Sergio Roberto de Lucca
Em 11 de março de 2020 a Organização Mundial de Saúde (OMS) declarou a situação de pandemia da Covid-19 e recomendou as medidas de isolamento social e quarentena para diminuir o impacto da contaminação, porém causando impacto econômico e do emprego negativo para os 185 países com casos confirmados.
Segundo a Organização Internacional do Trabalho (OIT), o isolamento social afetou 2,7 bilhões de trabalhadores (81%) no planeta e com maior impacto para os trabalhadores informais e os desempregados.

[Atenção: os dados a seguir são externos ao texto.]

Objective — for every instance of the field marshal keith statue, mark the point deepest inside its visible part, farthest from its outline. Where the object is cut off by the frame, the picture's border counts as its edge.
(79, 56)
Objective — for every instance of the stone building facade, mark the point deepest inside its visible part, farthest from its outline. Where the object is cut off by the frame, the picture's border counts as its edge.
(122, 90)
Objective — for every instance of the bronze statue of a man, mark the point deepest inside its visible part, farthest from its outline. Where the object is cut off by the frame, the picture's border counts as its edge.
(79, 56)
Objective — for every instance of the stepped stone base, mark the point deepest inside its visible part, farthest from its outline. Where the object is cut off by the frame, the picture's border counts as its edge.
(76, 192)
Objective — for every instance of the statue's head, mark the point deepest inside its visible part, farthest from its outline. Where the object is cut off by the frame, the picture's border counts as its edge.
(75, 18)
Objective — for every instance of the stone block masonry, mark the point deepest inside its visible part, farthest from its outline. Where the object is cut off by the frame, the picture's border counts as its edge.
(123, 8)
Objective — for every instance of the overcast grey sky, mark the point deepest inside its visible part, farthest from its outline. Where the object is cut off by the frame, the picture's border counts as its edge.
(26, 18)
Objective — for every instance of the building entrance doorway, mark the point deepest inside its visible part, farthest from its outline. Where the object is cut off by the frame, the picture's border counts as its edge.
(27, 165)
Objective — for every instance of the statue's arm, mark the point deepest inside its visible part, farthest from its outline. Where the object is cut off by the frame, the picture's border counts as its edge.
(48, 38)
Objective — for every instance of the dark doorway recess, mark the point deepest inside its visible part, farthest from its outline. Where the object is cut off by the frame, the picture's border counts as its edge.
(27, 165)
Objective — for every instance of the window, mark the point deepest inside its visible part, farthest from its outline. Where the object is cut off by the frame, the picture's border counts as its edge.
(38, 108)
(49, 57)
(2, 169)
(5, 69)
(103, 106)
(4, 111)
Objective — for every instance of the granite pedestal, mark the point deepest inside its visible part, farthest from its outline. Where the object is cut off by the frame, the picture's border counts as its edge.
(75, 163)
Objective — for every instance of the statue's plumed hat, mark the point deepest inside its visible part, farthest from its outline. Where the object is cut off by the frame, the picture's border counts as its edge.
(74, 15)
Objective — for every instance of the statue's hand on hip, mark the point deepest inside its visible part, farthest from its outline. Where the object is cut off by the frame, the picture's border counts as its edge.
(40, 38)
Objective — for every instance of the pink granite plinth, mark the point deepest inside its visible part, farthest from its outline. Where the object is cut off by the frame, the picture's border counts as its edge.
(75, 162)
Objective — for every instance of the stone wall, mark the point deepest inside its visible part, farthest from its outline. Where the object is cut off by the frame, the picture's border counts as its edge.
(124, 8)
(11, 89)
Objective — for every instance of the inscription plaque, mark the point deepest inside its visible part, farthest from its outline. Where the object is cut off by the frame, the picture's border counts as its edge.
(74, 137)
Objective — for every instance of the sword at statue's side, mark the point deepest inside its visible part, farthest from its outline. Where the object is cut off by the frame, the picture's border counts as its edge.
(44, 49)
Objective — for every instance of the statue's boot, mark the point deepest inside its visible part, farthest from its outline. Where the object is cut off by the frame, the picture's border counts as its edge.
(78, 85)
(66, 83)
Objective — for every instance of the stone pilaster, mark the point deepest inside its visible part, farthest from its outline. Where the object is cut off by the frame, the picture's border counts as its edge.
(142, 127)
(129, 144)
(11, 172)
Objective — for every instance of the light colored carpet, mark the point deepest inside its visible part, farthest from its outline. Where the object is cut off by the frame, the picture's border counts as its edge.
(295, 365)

Enquanto a maioria dos trabalhadores formais ainda conseguiu manter o emprego e renda, os trabalhadores de serviços essenciais não reduziram a jornada e em alguns setores, notadamente no setor saúde, houve aumento do trabalho e da exposição ao risco de contaminação pelo novo coronavírus.
Este artigo tem por objetivo discutir os impactos psicossociais e de saúde dos trabalhadores na pandemia da Covid-19.
Considerando-se que antes da pandemia a maioria da população economicamente ativa já se encontrava desempregada ou trabalhando na informalidade, o isolamento social causou impacto direto na necessidade de sobrevivência. A falta de renda pode pressionar esses trabalhadores a saírem do isolamento. Além disso, a pandemia desencadeia o medo de ser contaminado ou de contaminar uma pessoa próxima ou familiar, provocando, assim, sintomas de estresse e ansiedade.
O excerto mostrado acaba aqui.